Joseph P. Campbell, Jr. <email@example.com>
US Department of Defense, R2
Fort Meade, Maryland, USA 20755-6000
A standard database for testing voice verification systems, called YOHO, is now available from the Linguistic Data Consortium (LDC). The purpose of this database is to enable research, spark competition, and provide a means for comparative performance assessments between various voice verification systems. A test plan is presented for the suggested use of the LDC's YOHO CD-ROM for testing voice verification systems. This plan is based upon ITT's voice verification test methodology as described by Higgins, et al., but differs slightly in order to match the LDC's CD-ROM version of YOHO and to accommodate different systems. Test results of several algorithms using YOHO are also presented.

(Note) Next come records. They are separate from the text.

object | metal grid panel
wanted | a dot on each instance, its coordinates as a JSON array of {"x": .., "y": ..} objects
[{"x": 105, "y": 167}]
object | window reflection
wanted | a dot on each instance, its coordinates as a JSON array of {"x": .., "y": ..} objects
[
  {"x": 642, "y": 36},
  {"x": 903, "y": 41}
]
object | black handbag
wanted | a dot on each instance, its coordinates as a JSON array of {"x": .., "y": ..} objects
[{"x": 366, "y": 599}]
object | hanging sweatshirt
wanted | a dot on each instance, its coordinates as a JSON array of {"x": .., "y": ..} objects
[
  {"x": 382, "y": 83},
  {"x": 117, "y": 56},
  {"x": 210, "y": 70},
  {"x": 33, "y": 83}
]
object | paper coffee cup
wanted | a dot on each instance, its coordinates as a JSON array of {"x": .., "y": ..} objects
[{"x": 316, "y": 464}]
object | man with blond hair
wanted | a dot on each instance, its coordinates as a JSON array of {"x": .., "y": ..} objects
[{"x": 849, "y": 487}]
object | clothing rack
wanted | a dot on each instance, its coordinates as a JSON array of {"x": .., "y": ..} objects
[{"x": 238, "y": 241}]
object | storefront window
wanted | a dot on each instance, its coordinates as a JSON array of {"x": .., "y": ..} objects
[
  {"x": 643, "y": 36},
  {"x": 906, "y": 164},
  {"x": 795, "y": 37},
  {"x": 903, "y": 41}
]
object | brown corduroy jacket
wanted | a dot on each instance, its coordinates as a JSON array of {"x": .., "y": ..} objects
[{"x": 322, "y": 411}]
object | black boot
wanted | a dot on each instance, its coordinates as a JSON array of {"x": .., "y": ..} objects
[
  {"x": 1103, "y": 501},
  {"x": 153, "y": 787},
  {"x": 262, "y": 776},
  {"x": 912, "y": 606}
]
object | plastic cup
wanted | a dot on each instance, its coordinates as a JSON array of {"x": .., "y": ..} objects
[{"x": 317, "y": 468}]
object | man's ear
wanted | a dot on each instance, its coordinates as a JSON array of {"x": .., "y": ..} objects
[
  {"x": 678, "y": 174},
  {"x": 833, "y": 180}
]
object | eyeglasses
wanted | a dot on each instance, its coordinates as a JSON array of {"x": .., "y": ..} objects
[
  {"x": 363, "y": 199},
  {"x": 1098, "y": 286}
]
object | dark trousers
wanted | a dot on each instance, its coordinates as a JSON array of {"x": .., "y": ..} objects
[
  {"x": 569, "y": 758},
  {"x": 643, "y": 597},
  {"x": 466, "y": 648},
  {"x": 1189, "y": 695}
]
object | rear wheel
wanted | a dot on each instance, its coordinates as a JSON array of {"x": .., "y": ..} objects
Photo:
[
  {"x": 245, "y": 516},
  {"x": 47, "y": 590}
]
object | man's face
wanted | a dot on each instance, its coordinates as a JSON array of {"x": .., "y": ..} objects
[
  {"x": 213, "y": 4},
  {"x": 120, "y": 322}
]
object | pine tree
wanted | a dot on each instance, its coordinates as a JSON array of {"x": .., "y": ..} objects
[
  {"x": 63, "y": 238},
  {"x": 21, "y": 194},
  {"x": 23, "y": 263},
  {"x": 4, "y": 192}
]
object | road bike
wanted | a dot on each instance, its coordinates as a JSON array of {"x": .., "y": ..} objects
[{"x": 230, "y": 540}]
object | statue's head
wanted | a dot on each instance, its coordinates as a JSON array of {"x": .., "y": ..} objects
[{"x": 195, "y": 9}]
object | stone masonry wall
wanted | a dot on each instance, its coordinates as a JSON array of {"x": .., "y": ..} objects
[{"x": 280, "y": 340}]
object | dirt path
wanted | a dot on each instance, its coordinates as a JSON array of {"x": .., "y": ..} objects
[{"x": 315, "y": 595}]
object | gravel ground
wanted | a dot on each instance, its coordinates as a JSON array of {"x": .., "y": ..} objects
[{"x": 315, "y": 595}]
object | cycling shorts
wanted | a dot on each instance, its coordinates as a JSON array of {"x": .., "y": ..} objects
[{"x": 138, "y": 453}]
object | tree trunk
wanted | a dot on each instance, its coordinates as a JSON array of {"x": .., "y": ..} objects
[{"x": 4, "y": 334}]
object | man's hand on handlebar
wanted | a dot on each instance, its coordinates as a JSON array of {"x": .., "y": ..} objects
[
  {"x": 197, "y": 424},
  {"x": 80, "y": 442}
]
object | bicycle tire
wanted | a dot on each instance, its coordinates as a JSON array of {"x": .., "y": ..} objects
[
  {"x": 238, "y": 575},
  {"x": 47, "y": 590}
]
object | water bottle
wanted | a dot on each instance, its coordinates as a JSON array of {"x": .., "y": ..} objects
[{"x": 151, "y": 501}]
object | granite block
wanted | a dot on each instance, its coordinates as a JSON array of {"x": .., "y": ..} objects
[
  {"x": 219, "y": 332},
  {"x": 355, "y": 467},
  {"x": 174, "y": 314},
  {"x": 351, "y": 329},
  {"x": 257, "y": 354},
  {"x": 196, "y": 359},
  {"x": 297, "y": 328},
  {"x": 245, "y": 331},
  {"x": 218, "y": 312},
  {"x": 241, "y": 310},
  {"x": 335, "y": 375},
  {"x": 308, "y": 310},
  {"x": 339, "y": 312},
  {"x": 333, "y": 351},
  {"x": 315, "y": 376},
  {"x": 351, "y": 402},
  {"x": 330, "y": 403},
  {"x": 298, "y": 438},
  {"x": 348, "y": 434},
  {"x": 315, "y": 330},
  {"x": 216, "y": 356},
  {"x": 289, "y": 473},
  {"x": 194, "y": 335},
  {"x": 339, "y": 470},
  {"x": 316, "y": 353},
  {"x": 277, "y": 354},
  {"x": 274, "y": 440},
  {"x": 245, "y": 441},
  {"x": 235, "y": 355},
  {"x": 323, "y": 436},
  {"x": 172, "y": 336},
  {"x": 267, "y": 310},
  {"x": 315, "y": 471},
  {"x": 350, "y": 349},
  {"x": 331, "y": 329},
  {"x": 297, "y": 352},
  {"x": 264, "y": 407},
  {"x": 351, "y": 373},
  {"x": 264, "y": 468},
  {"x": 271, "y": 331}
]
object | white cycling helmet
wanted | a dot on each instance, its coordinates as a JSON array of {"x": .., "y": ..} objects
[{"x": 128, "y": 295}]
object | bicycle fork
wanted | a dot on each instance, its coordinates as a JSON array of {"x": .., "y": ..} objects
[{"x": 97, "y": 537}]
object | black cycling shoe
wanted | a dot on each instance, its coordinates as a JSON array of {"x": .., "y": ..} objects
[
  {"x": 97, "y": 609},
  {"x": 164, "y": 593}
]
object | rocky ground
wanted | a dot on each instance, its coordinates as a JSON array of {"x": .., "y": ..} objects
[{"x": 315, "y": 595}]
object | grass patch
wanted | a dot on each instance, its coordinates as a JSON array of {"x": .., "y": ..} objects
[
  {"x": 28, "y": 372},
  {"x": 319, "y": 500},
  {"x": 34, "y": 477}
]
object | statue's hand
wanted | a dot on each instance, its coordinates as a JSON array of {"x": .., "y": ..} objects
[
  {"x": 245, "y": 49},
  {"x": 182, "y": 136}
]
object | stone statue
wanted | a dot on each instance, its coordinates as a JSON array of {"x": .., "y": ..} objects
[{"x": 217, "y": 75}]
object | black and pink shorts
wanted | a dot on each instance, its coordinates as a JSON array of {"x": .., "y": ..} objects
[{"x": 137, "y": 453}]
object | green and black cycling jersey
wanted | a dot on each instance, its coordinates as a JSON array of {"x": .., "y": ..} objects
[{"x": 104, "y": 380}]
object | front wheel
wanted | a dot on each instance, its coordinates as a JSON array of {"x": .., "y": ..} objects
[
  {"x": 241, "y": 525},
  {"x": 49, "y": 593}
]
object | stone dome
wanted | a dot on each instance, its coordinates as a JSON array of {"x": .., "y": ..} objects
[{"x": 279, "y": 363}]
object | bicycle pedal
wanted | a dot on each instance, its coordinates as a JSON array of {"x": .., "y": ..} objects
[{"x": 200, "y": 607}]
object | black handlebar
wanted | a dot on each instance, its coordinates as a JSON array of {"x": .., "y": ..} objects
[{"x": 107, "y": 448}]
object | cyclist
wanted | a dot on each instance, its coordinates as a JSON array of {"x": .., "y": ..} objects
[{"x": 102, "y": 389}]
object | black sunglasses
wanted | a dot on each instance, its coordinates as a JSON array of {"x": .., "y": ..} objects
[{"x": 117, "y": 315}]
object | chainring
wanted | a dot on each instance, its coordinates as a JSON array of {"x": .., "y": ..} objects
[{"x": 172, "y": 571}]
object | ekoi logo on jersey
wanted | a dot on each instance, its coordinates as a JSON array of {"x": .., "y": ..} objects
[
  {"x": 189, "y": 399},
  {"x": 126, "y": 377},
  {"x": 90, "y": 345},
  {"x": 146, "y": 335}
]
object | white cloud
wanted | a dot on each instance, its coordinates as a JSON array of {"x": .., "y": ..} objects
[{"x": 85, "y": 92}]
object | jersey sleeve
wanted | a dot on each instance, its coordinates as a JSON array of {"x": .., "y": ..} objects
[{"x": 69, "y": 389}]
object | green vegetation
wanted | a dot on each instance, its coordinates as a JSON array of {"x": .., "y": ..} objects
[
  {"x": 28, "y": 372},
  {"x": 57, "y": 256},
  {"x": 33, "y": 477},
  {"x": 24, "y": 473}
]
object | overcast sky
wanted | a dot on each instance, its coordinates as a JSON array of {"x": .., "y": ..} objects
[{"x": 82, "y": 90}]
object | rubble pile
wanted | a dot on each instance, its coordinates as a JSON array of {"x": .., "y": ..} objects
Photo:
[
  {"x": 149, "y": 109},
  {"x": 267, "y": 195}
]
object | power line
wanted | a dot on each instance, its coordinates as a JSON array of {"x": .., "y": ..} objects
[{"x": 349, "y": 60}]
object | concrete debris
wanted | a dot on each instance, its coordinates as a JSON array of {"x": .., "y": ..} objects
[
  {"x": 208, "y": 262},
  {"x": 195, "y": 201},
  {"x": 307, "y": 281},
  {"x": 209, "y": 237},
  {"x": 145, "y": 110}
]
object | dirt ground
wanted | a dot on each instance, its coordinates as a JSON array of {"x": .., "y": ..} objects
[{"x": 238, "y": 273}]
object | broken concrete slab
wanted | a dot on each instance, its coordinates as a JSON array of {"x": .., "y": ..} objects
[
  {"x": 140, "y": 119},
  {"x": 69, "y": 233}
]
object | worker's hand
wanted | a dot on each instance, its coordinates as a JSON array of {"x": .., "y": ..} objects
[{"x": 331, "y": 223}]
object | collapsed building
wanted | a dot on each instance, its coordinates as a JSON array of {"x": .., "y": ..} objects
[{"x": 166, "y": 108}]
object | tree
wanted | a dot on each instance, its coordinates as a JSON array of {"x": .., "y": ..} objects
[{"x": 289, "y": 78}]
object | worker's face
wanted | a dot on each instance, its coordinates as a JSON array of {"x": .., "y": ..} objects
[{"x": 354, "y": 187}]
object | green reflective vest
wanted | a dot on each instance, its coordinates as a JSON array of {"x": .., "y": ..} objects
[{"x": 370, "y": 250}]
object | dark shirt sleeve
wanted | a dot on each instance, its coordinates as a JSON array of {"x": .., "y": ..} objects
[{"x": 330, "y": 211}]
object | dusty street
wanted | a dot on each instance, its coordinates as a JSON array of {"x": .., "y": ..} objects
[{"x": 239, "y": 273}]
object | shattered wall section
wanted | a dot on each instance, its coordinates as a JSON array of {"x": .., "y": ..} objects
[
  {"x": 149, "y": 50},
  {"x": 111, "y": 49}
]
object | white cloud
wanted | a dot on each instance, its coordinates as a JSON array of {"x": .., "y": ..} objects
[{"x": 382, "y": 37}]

The YOHO voice verification corpus was collected while testing ITT's prototype speaker verification system in an office environment . This database is the largest supervised speaker verification database known to the author. The number of trials and the number of test subjects were chosen to allow testing at the 75% confidence level to determine whether a system meets 0.1% false rejection and 0.01% false acceptance. The test subjects spanned a wide range of ages, job descriptions, and educational backgrounds. Most subjects were from the New York City area, although there were many exceptions, including some nonnative English speakers. A high-quality telephone handset (Shure XTH-383) was used to collect the speech; however, the speech was not passed through a telephone channel. When the system was used in an enrollment or verification session, a sampled waveform file was created for each phrase-length utterance. A subset of these waveform files comprises the LDC's YOHO CD-ROM.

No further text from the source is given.